En route, de Rio à Tokyo

Benjamin Daviet, un titre minimum

Publié le 10/02/2017 dans la catégorie Interviews

Nous avons pu nous entretenir avec Benjamin Daviet quelques heures avant son départ pour Finsterau (Ger), théâtre des Championnats du Monde de Ski Nordique (Fond + Biathlon) 2017. Et le moins qu'on puisse dire, c'est que le skieur du Grand Bornand ne masque ni ses ambitions, ni ses objectifs.

ERPT : Tout d'abord, où en es-tu point de vue état de forme ?
Benjamin Daviet : Cela me paraît bien. Depuis l'Ukraine, on en a fait ni trop, ni trop peu. Les sensations sont là, j'ai pu travailler un peu ma puissance à ski. Et comme c'est très bien au niveau du tir, j'arrive en étant bien sur ces Championnats du Monde.

ERPT : Sur quelles courses es-tu engagé ?
Benjamin Daviet : Cela aurait été difficile de tout faire. J'ai donc privilégié le Biathlon et ses 3 format (Sprint, Individuelle, et Moyenne Distance) pour tenter de marquer encore de gros points points pour la lutte pour le Globe de Cristal (Ces championnats attribuent des points pour le classement général de la Coupe du Monde). Bien entendu, je ferais le relais avec une belle course en perspective et le le 10 Km (Moyenne distance) de Ski de Fond parce que c'est le dernier jour et que ça me permettrait de finir bien ces championnats.

ERPT : Quels sont tes objectifs sur la compétition ?
Benjamin Daviet : Sur mes épreuves individuelles j'attends au minimum un titre, et des médailles pour les autres courses. Ce n'est pas prétentieux du tout d'annoncer cela. Cela correspond à mon niveau depuis le début de la saison, donc à moi de capitaliser sur mon état de forme du moment. Pour le relais, on jouera l'or c'est sûr, on doit rester la meilleure nation, cela marquerait le coup. Enfin, sur le ski de fond, le 10 Km est ma distance, donc si je peux jouer devant, je ne vais pas me gêner.

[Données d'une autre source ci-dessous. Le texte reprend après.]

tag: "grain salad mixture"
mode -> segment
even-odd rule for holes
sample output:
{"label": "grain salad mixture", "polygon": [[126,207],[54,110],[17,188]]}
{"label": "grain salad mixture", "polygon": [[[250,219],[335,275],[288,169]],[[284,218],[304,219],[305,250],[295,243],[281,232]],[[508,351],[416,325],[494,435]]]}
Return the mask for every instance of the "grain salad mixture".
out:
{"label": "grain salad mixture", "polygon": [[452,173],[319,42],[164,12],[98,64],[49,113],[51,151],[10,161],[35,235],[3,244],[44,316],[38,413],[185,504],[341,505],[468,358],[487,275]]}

ERPT : Quels seront tes adversaires ?
Benjamin Daviet : En Biathlon, avec les tirs, tout peut aller aller très vite dans un sens ou dans un autre, donc c'est difficile de répondre. Cependant, il y a un Ukrainien (Ihor Reptyukh) qui va très vite à ski, mais qui ne tire pas toujours proprement, le danger pourrait venir de là.

ERPT
 : L'absence des russes pour les raisons que l'on connaît n'est-il pas un peu perturbant ?
Benjamin Daviet : J'avoue que ça fait bizarre de ne pas les voir sur le circuit. Je me suis pris un peu la tête avec ça en début de saison. Maintenant je n'y pense plus. Sans revenir sur le fond de l'affaire, il faudrait maintenant que les noms sortent, et que la Russie puisse revenir tout en ayant revu son dispositif de lutte anti-dopage.

ERPT : Quel rôle vont jouer ces Championnats du Monde dans la perspective de PyeongChang ?
Benjamin Daviet : Si je peux être dominant, les autres vont commencer à se poser des petites questions. Le but est de leur mettre des petits coups au sens figuré, pour les pousser à la faute. On peut imaginer qu'ils puissent faire des erreurs dans leur préparation la saison prochaine pour essayer de me rattraper. De mon côté, je dois faire bien ce que je sais faire et on verra bien.

On retrouvera donc Benjamin dès Samedi pour le Moyenne Distance de Biathlon, Mardi pour l'Individuelle, Mercredi pour le relais de Fond, le Samedi suivant pour le Sprint et Dimanche pour le 10 Km de Fond.

Sur la dynamique aperçue depuis le début de la saison et surtout son grand chelem de Western Center (Ukr), Benjamin Daviet est réellement dans le coup pour chacune de ses apparitions. Nous croisons les doigts pour entendre quelques Marseillaises ici et là.